AUTOMATIC BUILDING AND REFINEMENT OF PROTEIN CRYSTAL STRUCTURES

Victor Lamzin1, Richard Morris1 and Anastassis Perrakis2

European Molecular Biology Laboratory (EMBL),
1Hamburg and
2Grenoble Outstation

Phase information in protein crystallography can be obtained by (i) experimental techniques such as multiple or single isomorphous replacement (MIR, SIR) with or without anomalous scattering information (MIRAS, SIRAS) or multiple (or even single) wavelength anomalous dispersion (MAD, SAD) combined with software to make optimal use of the data, e.g. Phases, MlPhare and, more recently, SHARP; (ii) purely computational techniques if data approaching atomic resolution (around 1.0 A) are available, as implemented in packages such as SHELX and Shake & Bake; (iii) a combination of experimental information about e.g. location of a heavy atom(s) in a metalloprotein and computational approaches for extending these phases. Given an electron density map that has been created with phases resulting from any of the above techniques, ARP/wARP then comes into play. The map can be described by a free atom model or a set of models.
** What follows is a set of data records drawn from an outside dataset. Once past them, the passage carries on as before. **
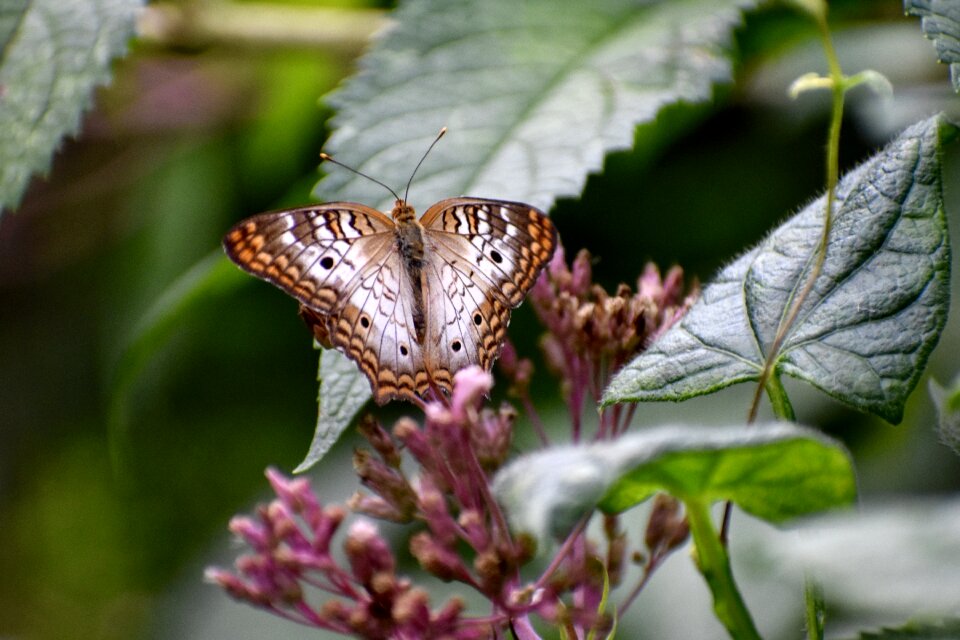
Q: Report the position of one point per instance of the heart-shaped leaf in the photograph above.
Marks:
(774, 471)
(864, 333)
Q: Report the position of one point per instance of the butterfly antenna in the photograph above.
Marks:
(406, 191)
(328, 158)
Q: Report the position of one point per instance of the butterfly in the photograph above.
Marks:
(410, 301)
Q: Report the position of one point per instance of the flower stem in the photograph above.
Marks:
(714, 564)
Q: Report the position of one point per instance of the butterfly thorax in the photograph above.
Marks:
(410, 246)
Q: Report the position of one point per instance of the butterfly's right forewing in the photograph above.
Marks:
(340, 261)
(313, 253)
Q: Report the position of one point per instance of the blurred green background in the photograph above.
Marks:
(109, 508)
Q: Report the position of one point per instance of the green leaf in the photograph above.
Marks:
(940, 22)
(775, 471)
(947, 630)
(54, 54)
(343, 391)
(947, 402)
(534, 93)
(206, 281)
(864, 333)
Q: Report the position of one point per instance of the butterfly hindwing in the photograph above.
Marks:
(375, 328)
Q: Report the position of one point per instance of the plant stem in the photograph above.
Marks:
(779, 399)
(813, 597)
(838, 89)
(714, 564)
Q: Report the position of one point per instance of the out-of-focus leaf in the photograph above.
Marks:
(947, 402)
(11, 15)
(54, 54)
(775, 472)
(864, 333)
(940, 21)
(343, 391)
(534, 93)
(207, 280)
(947, 630)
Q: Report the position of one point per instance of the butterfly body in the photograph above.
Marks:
(410, 301)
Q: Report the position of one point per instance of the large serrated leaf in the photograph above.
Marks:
(534, 93)
(864, 333)
(343, 391)
(940, 21)
(776, 472)
(54, 55)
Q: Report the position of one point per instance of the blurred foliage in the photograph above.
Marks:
(189, 139)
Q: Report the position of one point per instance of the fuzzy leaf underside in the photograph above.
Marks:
(864, 333)
(343, 392)
(54, 54)
(774, 471)
(534, 94)
(940, 22)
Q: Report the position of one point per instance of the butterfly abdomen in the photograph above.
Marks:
(410, 246)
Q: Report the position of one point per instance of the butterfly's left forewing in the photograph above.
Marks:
(482, 258)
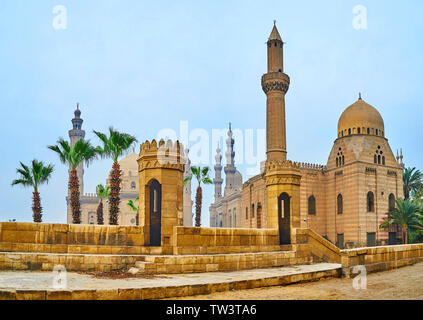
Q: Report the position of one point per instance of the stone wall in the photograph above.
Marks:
(309, 243)
(70, 238)
(191, 240)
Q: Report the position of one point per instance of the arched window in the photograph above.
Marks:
(370, 202)
(311, 205)
(340, 204)
(391, 202)
(259, 211)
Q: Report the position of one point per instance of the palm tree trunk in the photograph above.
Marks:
(405, 234)
(74, 197)
(198, 204)
(114, 198)
(36, 207)
(100, 219)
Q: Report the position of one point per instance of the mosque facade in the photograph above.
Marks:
(344, 200)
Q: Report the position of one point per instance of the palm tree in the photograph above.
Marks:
(82, 151)
(134, 208)
(412, 179)
(202, 176)
(115, 146)
(102, 193)
(405, 214)
(34, 177)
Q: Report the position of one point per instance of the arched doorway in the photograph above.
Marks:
(284, 210)
(155, 213)
(259, 210)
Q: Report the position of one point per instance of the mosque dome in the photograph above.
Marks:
(361, 118)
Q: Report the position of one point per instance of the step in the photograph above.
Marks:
(37, 285)
(174, 264)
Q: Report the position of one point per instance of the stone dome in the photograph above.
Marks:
(361, 118)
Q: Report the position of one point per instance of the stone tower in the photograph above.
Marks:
(161, 170)
(230, 169)
(217, 181)
(282, 177)
(187, 219)
(275, 84)
(74, 135)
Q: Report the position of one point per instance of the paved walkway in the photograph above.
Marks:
(181, 285)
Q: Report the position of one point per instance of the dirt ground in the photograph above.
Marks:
(397, 284)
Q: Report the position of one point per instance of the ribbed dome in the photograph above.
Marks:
(361, 118)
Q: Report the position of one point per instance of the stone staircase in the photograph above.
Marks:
(174, 264)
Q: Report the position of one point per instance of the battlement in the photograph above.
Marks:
(312, 166)
(153, 146)
(288, 164)
(163, 154)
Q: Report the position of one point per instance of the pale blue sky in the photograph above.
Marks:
(142, 66)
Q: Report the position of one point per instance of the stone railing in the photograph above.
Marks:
(372, 258)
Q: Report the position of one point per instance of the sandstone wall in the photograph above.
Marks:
(70, 238)
(191, 240)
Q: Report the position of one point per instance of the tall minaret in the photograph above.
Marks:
(187, 201)
(218, 175)
(275, 84)
(75, 134)
(230, 162)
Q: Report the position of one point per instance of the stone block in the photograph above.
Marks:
(31, 295)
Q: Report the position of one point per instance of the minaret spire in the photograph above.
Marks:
(275, 84)
(75, 134)
(218, 181)
(230, 161)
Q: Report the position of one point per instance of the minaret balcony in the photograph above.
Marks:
(275, 81)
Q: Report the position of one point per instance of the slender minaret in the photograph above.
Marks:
(218, 175)
(230, 162)
(75, 134)
(275, 84)
(187, 201)
(401, 159)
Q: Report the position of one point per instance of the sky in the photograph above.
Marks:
(145, 66)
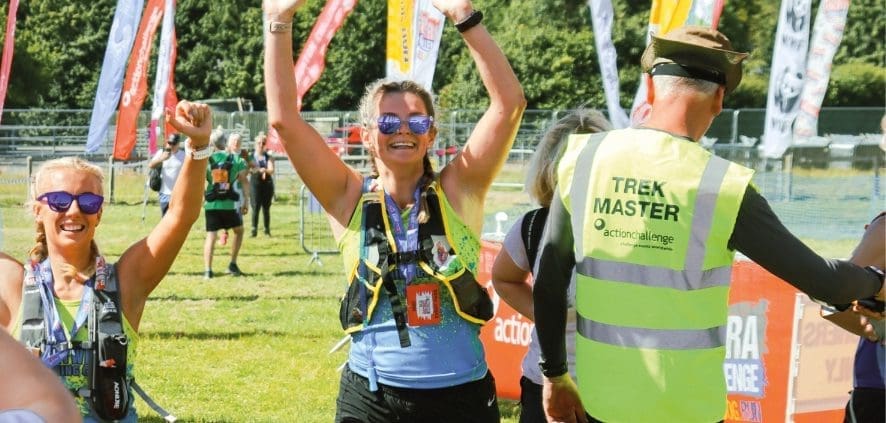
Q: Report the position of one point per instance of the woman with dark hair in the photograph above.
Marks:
(261, 177)
(408, 234)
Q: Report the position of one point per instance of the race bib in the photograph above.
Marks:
(423, 304)
(220, 177)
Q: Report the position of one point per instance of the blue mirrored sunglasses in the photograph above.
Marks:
(418, 124)
(60, 201)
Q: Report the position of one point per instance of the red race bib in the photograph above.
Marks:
(423, 304)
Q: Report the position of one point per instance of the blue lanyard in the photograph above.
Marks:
(59, 345)
(406, 238)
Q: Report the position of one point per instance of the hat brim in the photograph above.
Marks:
(663, 50)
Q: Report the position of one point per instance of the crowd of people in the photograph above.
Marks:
(626, 330)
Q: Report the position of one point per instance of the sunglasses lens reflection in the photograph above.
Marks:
(389, 124)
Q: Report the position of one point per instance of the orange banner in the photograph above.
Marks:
(761, 336)
(506, 337)
(135, 85)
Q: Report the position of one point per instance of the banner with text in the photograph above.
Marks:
(135, 85)
(786, 76)
(415, 28)
(163, 81)
(8, 46)
(110, 80)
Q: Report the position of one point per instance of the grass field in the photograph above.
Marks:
(249, 349)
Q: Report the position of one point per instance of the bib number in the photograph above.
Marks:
(423, 304)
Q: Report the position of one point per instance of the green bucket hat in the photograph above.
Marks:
(698, 52)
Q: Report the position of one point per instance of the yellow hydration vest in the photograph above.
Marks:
(652, 215)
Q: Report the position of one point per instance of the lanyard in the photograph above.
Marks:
(58, 341)
(406, 238)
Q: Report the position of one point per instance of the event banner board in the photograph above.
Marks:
(761, 334)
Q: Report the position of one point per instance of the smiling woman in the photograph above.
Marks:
(408, 234)
(79, 313)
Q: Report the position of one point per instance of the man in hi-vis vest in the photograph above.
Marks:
(651, 220)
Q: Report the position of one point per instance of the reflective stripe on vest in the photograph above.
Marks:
(651, 313)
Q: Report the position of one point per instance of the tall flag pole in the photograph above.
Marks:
(135, 85)
(165, 66)
(786, 76)
(826, 36)
(601, 21)
(8, 45)
(415, 28)
(110, 80)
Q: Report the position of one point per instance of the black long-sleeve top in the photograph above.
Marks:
(758, 234)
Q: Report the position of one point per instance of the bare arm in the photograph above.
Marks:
(468, 177)
(336, 186)
(29, 385)
(246, 187)
(871, 251)
(145, 263)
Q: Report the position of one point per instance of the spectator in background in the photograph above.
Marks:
(29, 391)
(520, 247)
(171, 157)
(867, 402)
(261, 178)
(224, 208)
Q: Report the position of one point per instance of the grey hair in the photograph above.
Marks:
(541, 175)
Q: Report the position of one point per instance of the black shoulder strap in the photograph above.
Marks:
(531, 230)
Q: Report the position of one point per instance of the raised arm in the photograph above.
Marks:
(334, 184)
(146, 262)
(470, 174)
This is the first step in the ARP/wARP.

The Automated Refinement Procedure (ARP) principle is based on a cyclic procedure of fitting calculated to the observed structure factor amplitudes in reciprocal space followed by automatic permutation of an atomic model in real space. The latter is based on an analysis of electron density maps and employs several objective or empirical criteria. This way the unrestrained model is not only refined in reciprocal space to minimise typically a maximum likelihood residual, but at the same time continuously updated in order to uptake new features that may appear in the electron density. Real space model update helps considerably to escape from local minima. While this procedure works extremely well when high resolution data (about 1.5 A) are available, at lower resolution the paucity of observations starts adversely affecting the convergence. Refinement now requires additional information. For biological macromolecules this information is typically given as a set of a priori known stereochemical parameters used in a form of distance, angle, etc. restraints. While this is clearly necessary for refinement to proceed, it also results in a so-called model bias. The lower the observation to parameter ratio, the more pronounced is the bias, which becomes significant at resolution lower than 2.0 A.

We employ alternative means of overcoming the problem of limited data, which are realised in OweightedÓ ARP, wARP. The first concerns the weighted averaging of structure factors resulting from multiple ARP refinement of somewhat different models. The second applies a highly flexible model due to the continuously reassigned atomic connections and is based on the automatic density map interpretation and model building. wARP can result in substantial improvement of phases and in their extension to the highest resolution of the native diffraction data. Some parts of the map can be automatically recognised to contain elements of protein structure. Then it becomes possible to build at least partial atomic protein model. While with free atom models it is easy to interpret almost every feature of an electron density map the automated model building of parts offer the use of geometrical restraints in the reciprocal space minimisation steps. A combined partial protein model with a free atoms model is a better description of prominent features in the electron density. At this certain stage the model does not necessarily have to make perfect stereochemical sense but it is sufficiently reasonable to be used in the next ARP cycle. There the model is optimised and updated by ARP addition/deletion of both free and model atoms. This is iterated in the hope (which more than often comes true) that improved phases will allow construction of larger parts of the protein model.

Applying ARP/wARP we succeeded in fully automatic construction of almost complete models (more than 90 % of main chain and 50 % of side chain atoms) for protein structures where experimental phases were available from different techniques (but typically extended to not further than 2.5 A) and native diffraction data ranged from 0.9 to 2.0 A resolution. It was also possible to automatically build a partial model (about 50 %) with 2.15 A data and to deliver an improved map with 2.3 A data. The latter seems to be the current resolution limit for ARP/wARP.